Wow what a week! The past 10 days have been nothing but a blur. Here are a few things we have been up to.

Last Friday Dana and I celebrated 10 years of marriage. The Lord has been more than good to me by giving her to me. We have had many good and bad times together and the Lord continues to bless. Dana has literally followed me around the world in support of me being in ministry. This has not always been easy. We have found ourselves in places and situations that have challenged our marriage. There have been times where it would have been easier to just give up, but we continued to fight on because our marriage was worth it. I do not know where I would be today without the love and support that Dana provides me. She is my friend, lover, and encourager. I thank God for her immensely. I only pray that those who are reading this will be blessed enough to find a spouse like her.

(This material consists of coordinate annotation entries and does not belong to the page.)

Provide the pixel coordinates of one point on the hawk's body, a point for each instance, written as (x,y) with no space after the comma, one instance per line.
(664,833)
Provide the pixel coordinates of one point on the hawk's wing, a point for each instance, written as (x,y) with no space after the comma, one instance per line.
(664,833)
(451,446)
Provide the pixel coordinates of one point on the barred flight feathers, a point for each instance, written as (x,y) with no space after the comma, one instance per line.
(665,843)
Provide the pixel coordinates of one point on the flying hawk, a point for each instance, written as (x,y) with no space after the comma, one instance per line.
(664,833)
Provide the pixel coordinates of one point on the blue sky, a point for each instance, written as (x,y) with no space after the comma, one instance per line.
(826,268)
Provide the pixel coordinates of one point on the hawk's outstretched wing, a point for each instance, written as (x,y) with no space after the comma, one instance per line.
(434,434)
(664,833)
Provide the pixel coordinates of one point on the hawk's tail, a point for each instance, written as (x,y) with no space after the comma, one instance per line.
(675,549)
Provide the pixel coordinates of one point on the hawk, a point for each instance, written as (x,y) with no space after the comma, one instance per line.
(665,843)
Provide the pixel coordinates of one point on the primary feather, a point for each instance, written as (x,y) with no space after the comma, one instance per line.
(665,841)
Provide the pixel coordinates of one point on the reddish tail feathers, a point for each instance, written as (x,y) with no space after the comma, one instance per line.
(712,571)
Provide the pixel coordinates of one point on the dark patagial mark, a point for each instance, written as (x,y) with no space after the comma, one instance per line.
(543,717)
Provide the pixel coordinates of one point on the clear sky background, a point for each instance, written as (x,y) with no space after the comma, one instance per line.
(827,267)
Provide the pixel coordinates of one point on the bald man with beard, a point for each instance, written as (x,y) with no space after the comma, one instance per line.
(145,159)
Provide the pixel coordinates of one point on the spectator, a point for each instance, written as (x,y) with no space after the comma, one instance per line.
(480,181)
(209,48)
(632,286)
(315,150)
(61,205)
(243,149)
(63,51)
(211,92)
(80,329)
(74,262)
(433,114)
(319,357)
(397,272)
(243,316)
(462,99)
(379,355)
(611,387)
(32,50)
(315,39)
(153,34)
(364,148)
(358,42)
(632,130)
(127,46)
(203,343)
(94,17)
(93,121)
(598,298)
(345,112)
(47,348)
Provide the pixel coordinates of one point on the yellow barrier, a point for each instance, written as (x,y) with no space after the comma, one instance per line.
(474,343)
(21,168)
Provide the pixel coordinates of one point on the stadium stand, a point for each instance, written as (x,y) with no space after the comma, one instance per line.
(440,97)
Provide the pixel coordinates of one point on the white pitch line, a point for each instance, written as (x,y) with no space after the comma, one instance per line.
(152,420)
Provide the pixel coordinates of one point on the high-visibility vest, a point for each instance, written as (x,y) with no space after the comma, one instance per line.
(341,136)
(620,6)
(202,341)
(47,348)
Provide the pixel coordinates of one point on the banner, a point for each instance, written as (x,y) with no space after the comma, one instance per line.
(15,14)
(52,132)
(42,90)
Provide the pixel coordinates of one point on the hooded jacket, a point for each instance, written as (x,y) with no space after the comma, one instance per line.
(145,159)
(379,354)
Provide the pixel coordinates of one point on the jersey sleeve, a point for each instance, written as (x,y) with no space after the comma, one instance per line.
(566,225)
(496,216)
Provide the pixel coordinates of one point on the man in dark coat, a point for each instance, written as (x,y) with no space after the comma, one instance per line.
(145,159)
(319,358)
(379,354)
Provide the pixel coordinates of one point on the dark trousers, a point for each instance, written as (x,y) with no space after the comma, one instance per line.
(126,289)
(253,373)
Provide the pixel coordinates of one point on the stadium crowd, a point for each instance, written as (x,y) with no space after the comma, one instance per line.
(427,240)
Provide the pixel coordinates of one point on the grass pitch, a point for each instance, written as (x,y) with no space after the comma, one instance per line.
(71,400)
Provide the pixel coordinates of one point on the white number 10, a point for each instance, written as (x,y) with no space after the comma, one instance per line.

I think I will keep her for another 50 years or so.

This past Sunday we attended Holmes Road Church of Christ in Memphis, TN. I previously worked there and we went back to see some good friends. Cameron Holland is the youth minister there and he preached Sunday morning. I must admit that he literally had me in tears as he taught about love and forgiveness in 1 Corinthians 13. It has been an extremely long time since I had a sermon move me emotionally like that. I must admit that I was prepared for “just another” sermon on love because the passage was so familiar, but I was floored by the way he preached from his heart. THANKS CAMERON! You blessed us all by your words and transparency.

This past Monday my baby girl, Mikayla, started preschool. She has been at home with Dana for the past 4 years. She could have stayed home again this year, but the child is a Jones and needs social interaction. It KILLED me to go to the open house because I knew that my little girl was now BIG. The influence that Dana and I have on her will now be challenged by the things she will pick up daily at preschool. I know that every child goes through this process eventually, but it does not make it any easier. I want her to be her protector and her only influence! I know this is not realistic or possible but it does not change my feelings. It is just really hard to trust someone else with the special gift we were given from God.